Samedi, à la demande du calife général des mourides, l’opposition a accepté de suspendre « sine die » ses manifestations pour éviter le risque de nouvelles violences au Sénégal. Mais sur le terrain, si l’accalmie est réelle, la crise n’est pas réglée pour autant. Tout est question de rapport de force.
Avec notre envoyée spéciale à Dakar, Carine Frenk
Selon un nouveau bilan du M2D, la coalition qui soutient l’opposant Ousmane Sonko, le bilan des récentes émeutes s’élève désormais à treize morts, dix selon une source gouvernementale. Et près de 600 blesses, selon la Croix-Rouge.
À la demande des guides religieux, Ousmane Sonko a donc dû accepter de suspendre les manifestations. Il ne pouvait faire autrement quelques jours après les pires heurts que le pays ait connus depuis une décennie. C’eut été prendre le risque de s’aliéner une partie de l’opinion. « Le système des confréries est tellement puissant, même pour l’opposant antisystème », ironise un analyste. Ce faisant, c’est une opportunité pour lui de se présenter en homme politique responsable, mais il n’abandonne pas la rue pour autant. Un cadre du M2D prévient : « Cela dépend du traitement qui sera fait de nos exigences. Mais manifester est un droit que nous comptons bien exercer dans sa plénitude. »
« En retour », le mouvement de contestation a en effet transmis un « mémorandum en dix points ». Le M2D exige notamment la « libération immédiate » de ceux qu’il considère comme des « prisonniers politiques », la « fin du complot contre Ousmane Sonko » et réclame également que soit reconnue « publiquement l’impossibilité constitutionnelle et morale » du président Macky Sall « à briguer un troisième mandat » en 2024.
Macky Sall sous pression
En face, le président Macky Sall ne veut pas montrer qu’il agit sous pression, mais plus qu’un signal, c’est une alerte sérieuse, un électrochoc.

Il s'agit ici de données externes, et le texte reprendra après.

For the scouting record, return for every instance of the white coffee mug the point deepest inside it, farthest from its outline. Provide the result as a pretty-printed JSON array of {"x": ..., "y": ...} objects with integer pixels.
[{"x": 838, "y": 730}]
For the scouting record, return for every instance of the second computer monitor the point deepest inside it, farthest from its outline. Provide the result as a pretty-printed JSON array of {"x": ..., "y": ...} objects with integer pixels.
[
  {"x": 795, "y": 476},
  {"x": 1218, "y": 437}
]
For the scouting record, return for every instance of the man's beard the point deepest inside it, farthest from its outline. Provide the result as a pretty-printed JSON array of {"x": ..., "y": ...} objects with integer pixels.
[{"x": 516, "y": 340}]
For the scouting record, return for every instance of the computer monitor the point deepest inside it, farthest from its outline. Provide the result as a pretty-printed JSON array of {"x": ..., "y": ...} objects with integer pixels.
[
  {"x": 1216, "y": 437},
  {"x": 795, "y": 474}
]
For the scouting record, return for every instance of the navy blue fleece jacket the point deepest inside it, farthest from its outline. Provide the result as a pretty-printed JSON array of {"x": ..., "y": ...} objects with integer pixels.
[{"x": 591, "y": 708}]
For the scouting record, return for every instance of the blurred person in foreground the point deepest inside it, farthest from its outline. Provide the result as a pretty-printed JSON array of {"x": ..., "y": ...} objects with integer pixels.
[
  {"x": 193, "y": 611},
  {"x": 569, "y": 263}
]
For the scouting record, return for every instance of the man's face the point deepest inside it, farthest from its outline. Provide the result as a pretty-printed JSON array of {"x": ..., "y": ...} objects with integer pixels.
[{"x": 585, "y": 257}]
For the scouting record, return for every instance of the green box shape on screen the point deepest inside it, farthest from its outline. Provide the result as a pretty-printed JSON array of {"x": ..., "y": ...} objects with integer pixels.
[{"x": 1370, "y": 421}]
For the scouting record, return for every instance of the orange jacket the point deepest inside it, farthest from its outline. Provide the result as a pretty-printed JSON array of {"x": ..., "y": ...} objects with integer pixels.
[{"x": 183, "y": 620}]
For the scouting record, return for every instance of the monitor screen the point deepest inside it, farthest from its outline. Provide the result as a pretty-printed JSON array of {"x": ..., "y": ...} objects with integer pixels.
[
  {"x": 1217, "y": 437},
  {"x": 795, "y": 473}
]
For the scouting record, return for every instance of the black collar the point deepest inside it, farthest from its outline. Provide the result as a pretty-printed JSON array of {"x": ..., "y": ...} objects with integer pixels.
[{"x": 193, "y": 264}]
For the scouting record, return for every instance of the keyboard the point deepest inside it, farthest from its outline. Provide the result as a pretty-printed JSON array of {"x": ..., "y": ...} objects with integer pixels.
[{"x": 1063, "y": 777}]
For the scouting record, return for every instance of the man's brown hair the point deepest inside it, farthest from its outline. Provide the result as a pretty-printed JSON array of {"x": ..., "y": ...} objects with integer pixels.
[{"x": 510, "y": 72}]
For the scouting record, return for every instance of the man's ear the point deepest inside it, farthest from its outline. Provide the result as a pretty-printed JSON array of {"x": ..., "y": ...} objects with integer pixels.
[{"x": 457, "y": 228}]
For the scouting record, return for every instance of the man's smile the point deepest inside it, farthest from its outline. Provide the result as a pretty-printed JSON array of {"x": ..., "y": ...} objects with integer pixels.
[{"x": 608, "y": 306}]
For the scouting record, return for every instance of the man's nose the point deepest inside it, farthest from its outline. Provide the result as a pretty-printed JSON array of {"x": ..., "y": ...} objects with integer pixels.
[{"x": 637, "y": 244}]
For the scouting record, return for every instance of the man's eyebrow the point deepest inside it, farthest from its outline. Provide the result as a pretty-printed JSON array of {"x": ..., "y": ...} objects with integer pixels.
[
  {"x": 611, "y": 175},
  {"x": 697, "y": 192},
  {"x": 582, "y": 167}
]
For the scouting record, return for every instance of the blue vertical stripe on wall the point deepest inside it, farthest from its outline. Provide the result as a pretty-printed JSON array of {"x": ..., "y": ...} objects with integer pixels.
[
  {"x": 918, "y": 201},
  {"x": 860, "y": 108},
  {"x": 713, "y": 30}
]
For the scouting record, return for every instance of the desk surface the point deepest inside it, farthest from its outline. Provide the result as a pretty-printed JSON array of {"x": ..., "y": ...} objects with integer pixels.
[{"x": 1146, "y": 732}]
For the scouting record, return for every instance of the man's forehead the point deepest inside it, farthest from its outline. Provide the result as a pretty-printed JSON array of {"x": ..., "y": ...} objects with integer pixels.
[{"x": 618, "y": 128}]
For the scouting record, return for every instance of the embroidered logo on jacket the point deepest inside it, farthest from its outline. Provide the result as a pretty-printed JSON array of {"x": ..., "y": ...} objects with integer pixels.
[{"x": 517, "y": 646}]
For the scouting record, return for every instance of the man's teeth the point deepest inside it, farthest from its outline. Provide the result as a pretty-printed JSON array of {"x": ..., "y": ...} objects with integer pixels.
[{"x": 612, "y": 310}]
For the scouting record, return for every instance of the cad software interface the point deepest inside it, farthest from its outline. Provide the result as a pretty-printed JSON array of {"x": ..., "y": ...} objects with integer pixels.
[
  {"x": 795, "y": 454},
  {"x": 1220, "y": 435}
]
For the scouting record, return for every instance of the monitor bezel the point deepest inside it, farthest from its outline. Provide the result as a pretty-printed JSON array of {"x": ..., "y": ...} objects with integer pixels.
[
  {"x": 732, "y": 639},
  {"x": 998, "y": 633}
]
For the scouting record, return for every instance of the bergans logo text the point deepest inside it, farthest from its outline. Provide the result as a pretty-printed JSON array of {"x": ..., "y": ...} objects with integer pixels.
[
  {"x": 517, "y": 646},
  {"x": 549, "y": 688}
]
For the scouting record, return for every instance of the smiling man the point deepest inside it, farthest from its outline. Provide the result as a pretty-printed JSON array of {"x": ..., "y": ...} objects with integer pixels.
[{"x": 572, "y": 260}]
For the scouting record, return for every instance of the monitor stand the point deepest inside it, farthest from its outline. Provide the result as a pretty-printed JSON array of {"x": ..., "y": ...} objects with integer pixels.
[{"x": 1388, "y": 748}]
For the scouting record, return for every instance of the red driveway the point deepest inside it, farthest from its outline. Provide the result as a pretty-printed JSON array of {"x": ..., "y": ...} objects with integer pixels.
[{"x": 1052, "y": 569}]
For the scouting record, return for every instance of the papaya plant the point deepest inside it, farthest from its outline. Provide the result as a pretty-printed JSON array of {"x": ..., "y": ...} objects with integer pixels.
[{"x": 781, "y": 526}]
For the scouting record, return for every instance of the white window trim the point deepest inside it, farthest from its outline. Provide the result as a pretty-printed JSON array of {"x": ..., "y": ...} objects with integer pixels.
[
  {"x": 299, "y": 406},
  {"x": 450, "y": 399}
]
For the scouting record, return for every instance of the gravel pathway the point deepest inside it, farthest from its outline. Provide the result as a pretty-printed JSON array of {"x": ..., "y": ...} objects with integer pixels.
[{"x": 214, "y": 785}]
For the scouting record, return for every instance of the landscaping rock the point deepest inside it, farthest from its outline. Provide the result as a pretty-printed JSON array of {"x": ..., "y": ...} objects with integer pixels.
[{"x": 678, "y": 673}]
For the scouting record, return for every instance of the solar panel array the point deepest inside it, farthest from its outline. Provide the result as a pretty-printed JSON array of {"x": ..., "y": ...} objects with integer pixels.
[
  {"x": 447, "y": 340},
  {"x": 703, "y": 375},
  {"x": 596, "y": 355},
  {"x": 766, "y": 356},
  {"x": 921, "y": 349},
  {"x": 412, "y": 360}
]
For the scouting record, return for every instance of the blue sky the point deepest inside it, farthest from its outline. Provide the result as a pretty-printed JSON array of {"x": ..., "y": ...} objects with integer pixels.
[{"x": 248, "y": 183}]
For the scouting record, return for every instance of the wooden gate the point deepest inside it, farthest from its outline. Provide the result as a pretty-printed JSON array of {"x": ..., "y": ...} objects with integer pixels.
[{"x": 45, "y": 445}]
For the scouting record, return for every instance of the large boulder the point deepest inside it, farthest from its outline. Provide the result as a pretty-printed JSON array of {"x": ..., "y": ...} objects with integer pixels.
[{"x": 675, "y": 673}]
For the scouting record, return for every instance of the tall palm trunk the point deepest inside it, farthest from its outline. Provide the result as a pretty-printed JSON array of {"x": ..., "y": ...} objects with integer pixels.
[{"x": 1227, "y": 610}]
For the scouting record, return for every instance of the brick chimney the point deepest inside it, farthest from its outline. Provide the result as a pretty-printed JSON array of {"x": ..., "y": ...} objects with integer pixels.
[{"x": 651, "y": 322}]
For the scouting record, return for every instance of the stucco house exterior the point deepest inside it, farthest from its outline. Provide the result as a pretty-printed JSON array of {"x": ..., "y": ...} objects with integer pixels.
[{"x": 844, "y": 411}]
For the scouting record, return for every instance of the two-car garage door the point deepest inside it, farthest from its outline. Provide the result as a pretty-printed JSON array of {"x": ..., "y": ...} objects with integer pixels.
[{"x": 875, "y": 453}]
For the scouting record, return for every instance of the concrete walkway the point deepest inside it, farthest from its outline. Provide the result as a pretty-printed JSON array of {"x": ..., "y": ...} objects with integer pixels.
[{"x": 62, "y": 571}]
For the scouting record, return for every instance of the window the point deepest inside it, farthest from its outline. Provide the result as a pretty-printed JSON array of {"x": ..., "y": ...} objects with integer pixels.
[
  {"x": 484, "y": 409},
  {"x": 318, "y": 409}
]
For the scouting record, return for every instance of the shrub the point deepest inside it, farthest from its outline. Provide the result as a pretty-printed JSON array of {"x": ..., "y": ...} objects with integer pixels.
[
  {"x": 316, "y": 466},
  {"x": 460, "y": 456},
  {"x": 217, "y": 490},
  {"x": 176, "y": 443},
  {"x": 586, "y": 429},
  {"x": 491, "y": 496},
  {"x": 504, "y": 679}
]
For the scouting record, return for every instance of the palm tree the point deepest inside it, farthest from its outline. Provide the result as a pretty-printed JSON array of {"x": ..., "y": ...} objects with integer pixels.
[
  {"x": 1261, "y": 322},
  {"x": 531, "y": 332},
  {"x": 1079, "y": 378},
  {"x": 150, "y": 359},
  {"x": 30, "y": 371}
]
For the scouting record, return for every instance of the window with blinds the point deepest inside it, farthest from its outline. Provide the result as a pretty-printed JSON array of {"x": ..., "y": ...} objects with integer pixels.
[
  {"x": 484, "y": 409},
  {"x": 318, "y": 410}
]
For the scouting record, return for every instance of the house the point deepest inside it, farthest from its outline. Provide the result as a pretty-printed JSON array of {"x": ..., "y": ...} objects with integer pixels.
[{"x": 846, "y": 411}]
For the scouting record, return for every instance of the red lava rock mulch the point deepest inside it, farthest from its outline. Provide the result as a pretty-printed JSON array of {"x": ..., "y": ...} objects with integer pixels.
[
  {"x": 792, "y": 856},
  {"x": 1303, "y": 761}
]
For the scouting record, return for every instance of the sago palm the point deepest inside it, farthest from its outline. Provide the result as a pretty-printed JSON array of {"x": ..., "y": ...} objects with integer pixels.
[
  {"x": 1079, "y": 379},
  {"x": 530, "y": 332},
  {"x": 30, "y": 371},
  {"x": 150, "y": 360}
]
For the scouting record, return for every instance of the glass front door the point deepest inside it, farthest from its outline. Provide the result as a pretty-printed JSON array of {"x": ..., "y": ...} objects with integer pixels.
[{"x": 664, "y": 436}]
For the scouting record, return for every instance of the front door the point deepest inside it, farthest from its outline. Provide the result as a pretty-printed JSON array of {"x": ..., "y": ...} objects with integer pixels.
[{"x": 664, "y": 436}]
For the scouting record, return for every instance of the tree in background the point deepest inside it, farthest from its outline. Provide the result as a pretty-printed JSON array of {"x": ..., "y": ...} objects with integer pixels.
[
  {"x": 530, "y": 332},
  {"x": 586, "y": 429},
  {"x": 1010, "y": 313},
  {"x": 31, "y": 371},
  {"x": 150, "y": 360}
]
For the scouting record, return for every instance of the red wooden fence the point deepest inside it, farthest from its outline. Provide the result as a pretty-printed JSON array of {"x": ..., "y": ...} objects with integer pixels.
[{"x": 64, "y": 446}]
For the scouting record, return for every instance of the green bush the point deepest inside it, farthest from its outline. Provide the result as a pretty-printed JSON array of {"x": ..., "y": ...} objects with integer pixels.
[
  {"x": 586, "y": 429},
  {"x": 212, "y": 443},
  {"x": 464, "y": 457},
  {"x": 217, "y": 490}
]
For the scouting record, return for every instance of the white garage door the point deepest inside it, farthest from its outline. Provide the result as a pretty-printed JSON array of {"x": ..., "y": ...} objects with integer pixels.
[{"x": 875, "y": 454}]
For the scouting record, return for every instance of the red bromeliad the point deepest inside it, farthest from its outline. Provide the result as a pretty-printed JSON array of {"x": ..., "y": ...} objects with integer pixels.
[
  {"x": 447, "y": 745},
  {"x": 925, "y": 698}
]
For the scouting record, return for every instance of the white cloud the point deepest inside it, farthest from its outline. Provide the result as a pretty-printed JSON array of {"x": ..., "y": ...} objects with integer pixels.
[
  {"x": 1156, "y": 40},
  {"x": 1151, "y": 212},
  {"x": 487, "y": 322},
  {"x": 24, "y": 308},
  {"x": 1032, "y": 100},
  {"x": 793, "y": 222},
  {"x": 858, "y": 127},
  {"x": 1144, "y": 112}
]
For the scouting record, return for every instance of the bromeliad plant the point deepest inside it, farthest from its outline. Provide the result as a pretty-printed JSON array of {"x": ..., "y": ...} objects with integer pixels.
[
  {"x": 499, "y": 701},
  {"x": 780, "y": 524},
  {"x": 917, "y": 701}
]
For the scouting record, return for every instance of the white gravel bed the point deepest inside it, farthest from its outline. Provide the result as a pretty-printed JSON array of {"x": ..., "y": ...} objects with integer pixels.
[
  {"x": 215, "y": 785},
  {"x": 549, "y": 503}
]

Selon un observateur, que le chef de l’État tente le troisième mandat ou qu’il y renonce, il n’aimerait pas avoir face à lui Ousmane Sonko, ni comme seul adversaire, et encore moins comme successeur. Il est possible qu’il ouvre le jeu politique : pourquoi pas une amnistie en faveur de Khalifa Sall, l’ancien maire de Dakar et de Karim Wade, le fils de l’ancien président, afin de ne pas laisser Ousmane Sonko occuper seul le terrain ? « On n’en est pas encore là », précise un ancien ministre.